Apesar do empurrão da pesquisa Datafolha, divulgada na véspera, os atos contra Dilma perderam um tanto de sua força. Mas não é o caso de desqualificá-los. Pelo contrário. Comprovou-se que há gente engajada no que acredita ser o melhor para o país. Isso é relevante num movimento com marcas de despolitização, como desconhecimento da história brasileira –parecendo crer que a corrupção começou há 12 anos– e apreço pequeno pela democracia duramente conquistada.
No jogo de especulações sobre por que a revolta retraiu, talvez valha pensar em dois pontos, dentre outros. Um é que, mesmo sendo o impeachment o tesouro procurado, parte dos anseios dos descontentes já vem sendo atendida: esfacelamento do PT, que virou uma coisa invertebrada, e triunfo de uma agenda conservadora –redução da maioridade penal, leis para estimular a violência das polícias, bloqueio da ampliação dos direitos de mulheres e gays.

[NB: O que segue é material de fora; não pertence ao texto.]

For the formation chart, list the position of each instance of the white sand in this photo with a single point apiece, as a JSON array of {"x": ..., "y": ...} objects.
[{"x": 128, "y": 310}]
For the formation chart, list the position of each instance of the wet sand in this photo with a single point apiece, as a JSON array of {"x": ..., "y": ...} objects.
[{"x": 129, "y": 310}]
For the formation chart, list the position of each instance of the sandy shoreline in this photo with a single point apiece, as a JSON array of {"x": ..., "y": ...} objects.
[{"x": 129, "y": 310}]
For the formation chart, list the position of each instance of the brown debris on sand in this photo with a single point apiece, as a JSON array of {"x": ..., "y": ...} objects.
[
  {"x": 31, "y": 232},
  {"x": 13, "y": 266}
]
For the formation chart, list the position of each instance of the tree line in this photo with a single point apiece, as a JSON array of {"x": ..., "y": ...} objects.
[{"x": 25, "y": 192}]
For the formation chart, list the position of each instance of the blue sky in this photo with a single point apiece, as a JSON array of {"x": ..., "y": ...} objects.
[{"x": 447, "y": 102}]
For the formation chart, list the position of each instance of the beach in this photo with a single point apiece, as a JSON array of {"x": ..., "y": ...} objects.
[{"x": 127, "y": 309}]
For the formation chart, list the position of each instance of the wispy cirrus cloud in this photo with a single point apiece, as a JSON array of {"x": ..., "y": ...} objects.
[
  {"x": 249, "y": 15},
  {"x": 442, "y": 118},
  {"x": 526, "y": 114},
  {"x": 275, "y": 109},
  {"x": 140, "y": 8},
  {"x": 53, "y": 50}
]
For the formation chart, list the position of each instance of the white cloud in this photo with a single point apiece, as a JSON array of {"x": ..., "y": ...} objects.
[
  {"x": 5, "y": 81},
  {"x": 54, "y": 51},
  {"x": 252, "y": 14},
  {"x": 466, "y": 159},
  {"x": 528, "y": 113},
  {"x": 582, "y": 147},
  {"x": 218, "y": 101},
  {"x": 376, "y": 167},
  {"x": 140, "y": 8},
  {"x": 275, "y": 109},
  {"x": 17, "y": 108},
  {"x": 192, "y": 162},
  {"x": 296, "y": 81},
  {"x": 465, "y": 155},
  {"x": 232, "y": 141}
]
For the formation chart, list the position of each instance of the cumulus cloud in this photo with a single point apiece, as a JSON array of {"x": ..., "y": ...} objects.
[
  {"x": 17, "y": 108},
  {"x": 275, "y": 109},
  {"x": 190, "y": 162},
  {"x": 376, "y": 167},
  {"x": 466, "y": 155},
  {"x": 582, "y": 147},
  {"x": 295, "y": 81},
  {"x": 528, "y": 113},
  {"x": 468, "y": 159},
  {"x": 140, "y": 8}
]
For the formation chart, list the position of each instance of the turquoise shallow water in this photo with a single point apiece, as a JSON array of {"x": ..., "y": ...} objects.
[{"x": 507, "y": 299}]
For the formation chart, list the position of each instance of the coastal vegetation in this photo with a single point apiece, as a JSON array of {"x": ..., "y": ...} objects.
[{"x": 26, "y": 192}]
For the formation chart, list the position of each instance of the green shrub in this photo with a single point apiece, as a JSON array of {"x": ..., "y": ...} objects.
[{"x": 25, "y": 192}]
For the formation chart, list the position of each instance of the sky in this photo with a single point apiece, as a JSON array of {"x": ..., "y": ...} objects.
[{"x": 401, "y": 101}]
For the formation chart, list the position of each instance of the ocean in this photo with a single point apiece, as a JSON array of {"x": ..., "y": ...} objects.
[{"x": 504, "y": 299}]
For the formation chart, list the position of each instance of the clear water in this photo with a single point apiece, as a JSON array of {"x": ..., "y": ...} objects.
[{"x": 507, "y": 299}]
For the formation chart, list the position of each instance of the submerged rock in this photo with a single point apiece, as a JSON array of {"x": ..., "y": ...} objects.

É significativo que, em protestos que têm a corrupção como inimiga, seja difícil ver cartazes contra Eduardo Cunha. Ao emparedar o PT e devolver ao reacionarismo um vigor político que não tinha desde a ditadura, o presidente da Câmara dos Deputados realiza muito do que desejam os manifestantes.
O segundo ponto é que o movimento ainda está sendo guiado mais pelo fígado (ódio ao PT) do que pelo estômago (desemprego, perda de renda); mais por vontade do que por necessidade. Para quem conhece o Rio, foi fácil perceber que não havia em Copacabana gente em situação financeira precária. Eram 10 mil pessoas de uma classe média que segue a pauta dos grupos de comunicação, claramente favoráveis aos protestos.
Se a crise se instalar com a força que se espera e os mais pobres saírem às ruas, é possível que a turma deste domingo corra para seus apartamentos. E chame a polícia.
Texto de Luiz Fernando Vianna, na Folha de São Paulo.